Dominguez. O Vasco da Gama significa a última aventura do irrequieto esquerdino. Em 2005. Só 11 jogos, ao lado de Romário, na cidade maravilhosa. “Portugal [Benfica, Sintrense, Fafe e Sporting], Inglaterra [Birmingham e Tottenham], Alemanha [Kaiserslautern] e Qatar [Al Ahly]. No fim da carreira, fui ao Brasil para jogar pelo Vasco da Gama. Foram tempos maravilhosos na cidade maravilhosa. Fiquei na equipa do Romário, que era um génio dentro da área. Até com a
barriga ele marcava golos. Eu chamava-lhe general, ele respondia-me com portuga. Há um respeito enorme por ele. É um herói nacional. Ele, no Vasco, tinha os seus horários: nunca jogava fora do Rio de Janeiro e só ia aos treinos de conjunto de quinta-feira, mas cumpria dentro do campo, com golos. Alguns deles de cabeça. Sabes porquê? Além do jeito para o futebol, ele tinha cabeça, ou seja, sabia estar fora do campo. Quando íamos jantar em grupo ou a um aniversário de um amigo, nunca o vi a beber álcool ou a fumar e isso faz a diferença.”

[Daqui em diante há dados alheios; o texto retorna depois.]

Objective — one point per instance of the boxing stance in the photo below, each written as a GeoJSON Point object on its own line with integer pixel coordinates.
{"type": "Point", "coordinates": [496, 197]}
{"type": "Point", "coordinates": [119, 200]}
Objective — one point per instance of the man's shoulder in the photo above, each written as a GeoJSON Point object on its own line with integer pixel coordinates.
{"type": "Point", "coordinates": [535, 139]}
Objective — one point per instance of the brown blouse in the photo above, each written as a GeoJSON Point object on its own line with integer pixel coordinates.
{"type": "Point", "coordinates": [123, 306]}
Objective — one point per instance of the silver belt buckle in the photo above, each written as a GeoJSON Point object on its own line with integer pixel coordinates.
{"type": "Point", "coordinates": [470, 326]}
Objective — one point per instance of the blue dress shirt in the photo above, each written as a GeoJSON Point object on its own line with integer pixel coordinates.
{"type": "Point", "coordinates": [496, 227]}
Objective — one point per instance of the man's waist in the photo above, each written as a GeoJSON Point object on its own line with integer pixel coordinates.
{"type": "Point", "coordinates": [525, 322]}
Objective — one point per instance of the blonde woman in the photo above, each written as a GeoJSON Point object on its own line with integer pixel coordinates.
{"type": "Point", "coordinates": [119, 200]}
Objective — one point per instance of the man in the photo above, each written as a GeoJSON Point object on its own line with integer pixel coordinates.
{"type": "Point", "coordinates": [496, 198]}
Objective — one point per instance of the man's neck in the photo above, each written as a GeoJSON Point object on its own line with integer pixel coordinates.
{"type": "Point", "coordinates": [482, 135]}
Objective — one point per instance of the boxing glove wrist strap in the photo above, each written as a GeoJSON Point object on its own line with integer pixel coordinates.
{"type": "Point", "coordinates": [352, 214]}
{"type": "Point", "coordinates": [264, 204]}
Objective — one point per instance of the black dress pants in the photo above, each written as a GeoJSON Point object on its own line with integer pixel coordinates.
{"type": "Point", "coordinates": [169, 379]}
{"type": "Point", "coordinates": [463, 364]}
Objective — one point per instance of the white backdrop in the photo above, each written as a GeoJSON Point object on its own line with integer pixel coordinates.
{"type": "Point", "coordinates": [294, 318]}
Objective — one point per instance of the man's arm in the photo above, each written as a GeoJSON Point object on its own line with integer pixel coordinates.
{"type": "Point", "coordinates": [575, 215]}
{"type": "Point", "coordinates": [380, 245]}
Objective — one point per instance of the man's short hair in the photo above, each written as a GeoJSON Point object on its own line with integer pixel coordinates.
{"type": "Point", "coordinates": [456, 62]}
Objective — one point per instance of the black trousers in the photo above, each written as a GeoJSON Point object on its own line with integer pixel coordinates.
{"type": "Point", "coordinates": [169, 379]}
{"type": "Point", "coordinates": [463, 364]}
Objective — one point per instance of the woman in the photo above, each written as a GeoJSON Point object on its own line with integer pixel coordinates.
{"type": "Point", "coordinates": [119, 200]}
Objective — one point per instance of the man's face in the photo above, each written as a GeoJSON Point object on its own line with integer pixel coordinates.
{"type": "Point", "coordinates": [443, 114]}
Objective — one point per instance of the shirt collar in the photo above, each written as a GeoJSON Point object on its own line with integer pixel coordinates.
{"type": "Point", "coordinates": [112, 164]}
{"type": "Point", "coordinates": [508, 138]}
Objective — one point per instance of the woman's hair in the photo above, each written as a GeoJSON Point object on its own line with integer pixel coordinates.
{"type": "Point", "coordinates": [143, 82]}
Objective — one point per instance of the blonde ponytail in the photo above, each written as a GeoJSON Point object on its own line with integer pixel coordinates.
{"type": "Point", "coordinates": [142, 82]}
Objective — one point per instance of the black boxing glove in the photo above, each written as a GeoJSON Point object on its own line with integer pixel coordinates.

Deco. Tricampeão português (FC Porto), bicampeão espanhol (Barcelona), campeão inglês (Chelsea) e agora campeão brasileiro (Fluminense). Por muitas voltas que dê, a vida de Deco acaba sempre com festa e títulos. Onze anos depois de iniciar esta colecção de troféus, Deco desagua num mar de felicidade no Rio de Janeiro. Vestido com a camisola 20 do Fluminense, a festejar o 20.º título da carreira (FC Porto-10, Barcelona-5, Chelsea-4 e Fluminense-1). “Há coisas que batem certo, não é? Uma delas é esta. Fico super feliz por isso. É uma alegria enorme ser bem sucedido nos clubes que represento. Não falo só do Fluminense, mas também do FC Porto, clube que adoro e cidade onde ainda
tenho uma casa, do Barcelona e do Chelsea, sem esquecer o Corinthians, onde me estreei no Brasileirão, em 1996.
Faz tempo…”, diz Deco, com a voz ligeiramente rouca, de tanto gritar “é campeão”, na agitada noite que viveu, ao lado
de todos os companheiros do Flu. “Tem uma coisa aí: tinha saudades de ouvir esse grito do campeão em português.
Desde os tempos do FC Porto que não escutava [2004].” A cena passa-se no Museu do Teatro, no Rio de Janeiro, onde Deco levanta a taça de campeão.